Newborn Screening consists of critical laboratory and bedside tests done on newborns to see if they have certain inherited diseases. Early detection for these specific diseases is critical for the babies, doctors and parents, because delays in treatment can result in irreversible developmental delays, sickness and even death. With the passage of HB 2491 last year, the legislature asked the ADHS to consider adding Severe Combined Immunodeficiency (SCID) and Krabbe Disease to our newborn screening panel (we currently test for 28 disorders).
Wednesday afternoon our Newborn Screening Advisory Committee met to consider the costs and benefits of screening for SCID and Krabbe. The Committee recommended that we change our rules and begin testing for SCID. If I decide to proceed with their recommendation, we’d also need to get the authority to increase our testing fee by $10 so we can pay for the testing costs. Because the screening test for SCID is so reliable, we’d only need to test the first sample (taken at the hospital). We wouldn’t need a second follow-up sample like we do for the other 28 disorders. The committee didn’t make a recommendation one way or the other about Krabbe Disease.

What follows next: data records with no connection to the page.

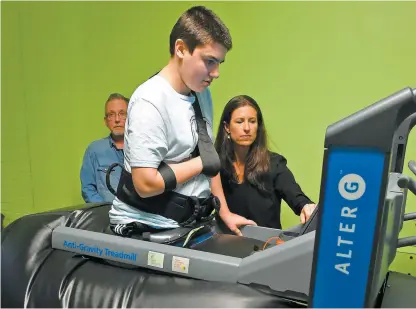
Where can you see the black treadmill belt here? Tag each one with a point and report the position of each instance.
(231, 245)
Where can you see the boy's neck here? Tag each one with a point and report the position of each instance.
(171, 73)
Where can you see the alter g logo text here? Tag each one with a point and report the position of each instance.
(351, 187)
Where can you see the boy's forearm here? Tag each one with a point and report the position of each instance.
(150, 182)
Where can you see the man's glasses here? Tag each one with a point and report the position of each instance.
(112, 116)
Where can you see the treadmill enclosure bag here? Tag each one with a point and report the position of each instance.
(35, 275)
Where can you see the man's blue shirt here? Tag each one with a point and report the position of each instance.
(98, 157)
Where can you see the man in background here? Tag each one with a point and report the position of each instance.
(101, 153)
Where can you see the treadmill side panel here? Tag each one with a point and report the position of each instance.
(348, 218)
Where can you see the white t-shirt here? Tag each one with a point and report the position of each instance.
(161, 126)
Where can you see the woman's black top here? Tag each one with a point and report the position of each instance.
(264, 207)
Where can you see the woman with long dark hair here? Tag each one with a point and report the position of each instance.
(254, 179)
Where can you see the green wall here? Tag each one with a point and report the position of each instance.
(308, 64)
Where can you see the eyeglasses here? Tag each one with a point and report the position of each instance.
(112, 116)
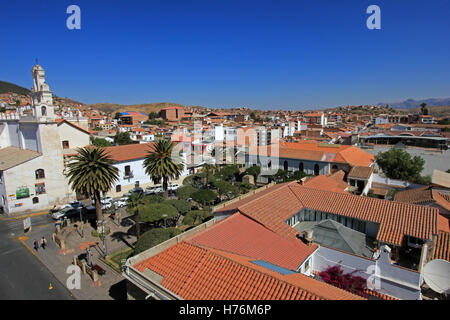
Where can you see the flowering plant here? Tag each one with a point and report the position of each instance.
(335, 276)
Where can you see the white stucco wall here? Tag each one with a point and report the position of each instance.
(76, 137)
(393, 280)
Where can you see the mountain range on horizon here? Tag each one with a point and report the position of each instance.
(6, 87)
(412, 103)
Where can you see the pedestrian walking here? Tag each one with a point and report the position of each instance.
(43, 243)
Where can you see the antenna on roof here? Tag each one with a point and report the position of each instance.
(436, 274)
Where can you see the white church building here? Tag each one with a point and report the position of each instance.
(33, 151)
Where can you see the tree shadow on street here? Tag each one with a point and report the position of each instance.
(121, 236)
(118, 291)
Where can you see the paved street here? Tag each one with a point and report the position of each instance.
(22, 276)
(439, 160)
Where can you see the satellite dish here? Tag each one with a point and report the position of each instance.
(436, 274)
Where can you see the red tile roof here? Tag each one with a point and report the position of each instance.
(423, 195)
(360, 172)
(396, 219)
(129, 151)
(196, 273)
(442, 249)
(327, 183)
(241, 235)
(323, 152)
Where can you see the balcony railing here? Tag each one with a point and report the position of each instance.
(128, 175)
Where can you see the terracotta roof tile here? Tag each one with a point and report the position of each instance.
(244, 236)
(396, 219)
(326, 183)
(196, 273)
(442, 249)
(129, 151)
(360, 172)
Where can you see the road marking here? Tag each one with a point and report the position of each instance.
(25, 216)
(22, 239)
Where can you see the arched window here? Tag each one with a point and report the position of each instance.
(40, 174)
(316, 169)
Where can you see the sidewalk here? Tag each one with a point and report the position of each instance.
(22, 215)
(57, 261)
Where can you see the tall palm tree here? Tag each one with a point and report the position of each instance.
(91, 172)
(133, 203)
(162, 163)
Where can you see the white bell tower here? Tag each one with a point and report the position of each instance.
(41, 96)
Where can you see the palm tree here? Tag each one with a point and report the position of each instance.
(133, 204)
(161, 163)
(91, 172)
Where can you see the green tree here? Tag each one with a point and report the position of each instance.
(193, 216)
(228, 173)
(226, 189)
(99, 142)
(91, 172)
(153, 115)
(161, 162)
(204, 197)
(245, 187)
(424, 109)
(153, 199)
(154, 212)
(253, 171)
(185, 192)
(398, 164)
(122, 138)
(280, 176)
(154, 237)
(182, 206)
(134, 203)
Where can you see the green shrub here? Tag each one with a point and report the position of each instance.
(197, 216)
(182, 206)
(154, 237)
(153, 199)
(154, 212)
(185, 192)
(204, 196)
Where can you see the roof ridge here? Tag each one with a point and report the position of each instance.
(259, 271)
(205, 252)
(278, 279)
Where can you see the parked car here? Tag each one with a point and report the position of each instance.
(135, 190)
(151, 189)
(173, 186)
(68, 212)
(76, 204)
(122, 202)
(107, 205)
(105, 200)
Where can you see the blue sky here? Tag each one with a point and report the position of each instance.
(262, 54)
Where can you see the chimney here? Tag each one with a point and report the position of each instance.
(306, 237)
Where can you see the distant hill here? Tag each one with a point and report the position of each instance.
(145, 108)
(411, 103)
(434, 111)
(6, 87)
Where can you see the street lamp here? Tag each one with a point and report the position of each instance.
(164, 218)
(81, 222)
(103, 236)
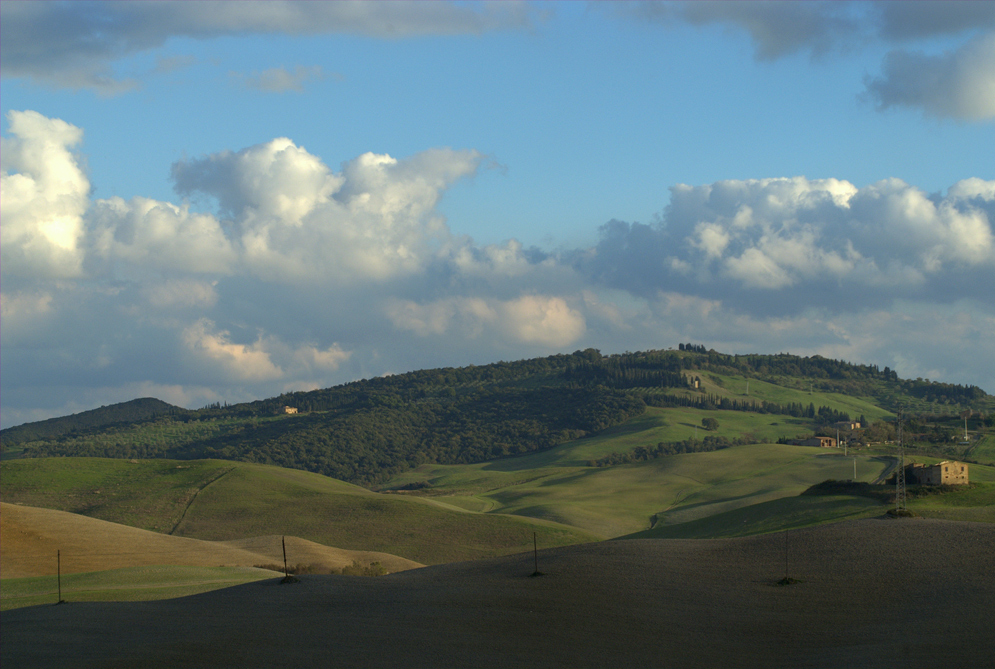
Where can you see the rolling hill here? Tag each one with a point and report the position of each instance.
(370, 431)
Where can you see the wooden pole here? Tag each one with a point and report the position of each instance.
(535, 551)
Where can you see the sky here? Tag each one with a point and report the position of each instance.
(219, 202)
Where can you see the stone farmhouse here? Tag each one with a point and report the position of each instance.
(947, 472)
(818, 442)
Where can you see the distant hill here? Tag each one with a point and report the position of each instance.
(125, 412)
(369, 431)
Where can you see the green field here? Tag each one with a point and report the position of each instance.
(776, 515)
(459, 512)
(614, 501)
(735, 387)
(220, 500)
(133, 584)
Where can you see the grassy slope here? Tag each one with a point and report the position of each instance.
(41, 542)
(734, 387)
(130, 584)
(613, 501)
(220, 500)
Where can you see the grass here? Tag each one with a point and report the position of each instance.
(219, 500)
(615, 501)
(734, 387)
(148, 494)
(975, 503)
(131, 584)
(772, 516)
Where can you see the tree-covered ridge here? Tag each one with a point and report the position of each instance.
(373, 437)
(369, 430)
(125, 412)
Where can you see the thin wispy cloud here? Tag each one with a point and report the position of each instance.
(75, 44)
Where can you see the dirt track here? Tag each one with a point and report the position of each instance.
(874, 593)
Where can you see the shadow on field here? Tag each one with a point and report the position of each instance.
(857, 600)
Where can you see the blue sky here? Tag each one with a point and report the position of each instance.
(219, 202)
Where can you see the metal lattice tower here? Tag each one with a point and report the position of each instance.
(900, 474)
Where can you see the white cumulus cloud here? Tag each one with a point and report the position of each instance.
(43, 196)
(528, 319)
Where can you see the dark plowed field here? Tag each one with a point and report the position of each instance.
(872, 593)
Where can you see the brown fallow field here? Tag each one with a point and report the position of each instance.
(31, 536)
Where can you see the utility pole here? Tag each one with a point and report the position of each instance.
(900, 474)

We’re currently working on a rule revision to require hospital testing for heart defects (critical congenital heart defects) to our testing requirements. Some babies born with a heart defect look healthy at first but have complications later. Newborn screening (by pulse oximetry) estimates the amount of oxygen in a baby’s blood, and can identify some of these babies early so they can get quicker care and treatment.
Over the next couple of weeks I’ll examine the data, evidence, and the Advisory Committee’s recommendation. We’ll include any decision to add SCID and/or Krabbe in the draft rules already underway to add critical congenital heart defects. We expect to publish the draft rules in early November.